Enfin, il faut remarquer que l’entrée des généralistes dans la pratique substitutive n’entraîne pas forcément leur implication à titre définitif. Certains des prescripteurs de la première heure (des « pionniers » ou leurs émules), se sont, dans un second temps, désinvestis en réduisant leur activité substitutive, ou en quittant le Réseau suite à des désaccords sur les bonnes pratiques et la manière de les transmettre :

« Il y a eu ces réseaux, là, où on s’est réunis avec pas mal de copains […] et puis…moi j’ai un peu abandonné.

-Pourquoi ?

- Je sais pas ce qu’ils font dernièrement, moi j’y suis allé un an ou deux, on tournait en rond, on passait notre temps à initier des jeunes qui voulaient le faire, ça va 5 minutes, quoi.
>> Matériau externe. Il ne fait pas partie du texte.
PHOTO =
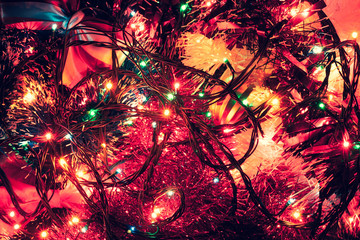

Et à se donner bonne conscience, et à échanger nos valeurs. » (Dr Alain, médecin généraliste, entretien, 2011)

En complément à une analyse de la mise en œuvre locale de la politique substitutive, il nous a donc semblé primordial de souligner l’impact de la politique nationale, mais aussi des choix propres à sa déclinaison locale, sur les pratiques et trajectoires des médecins prescripteurs.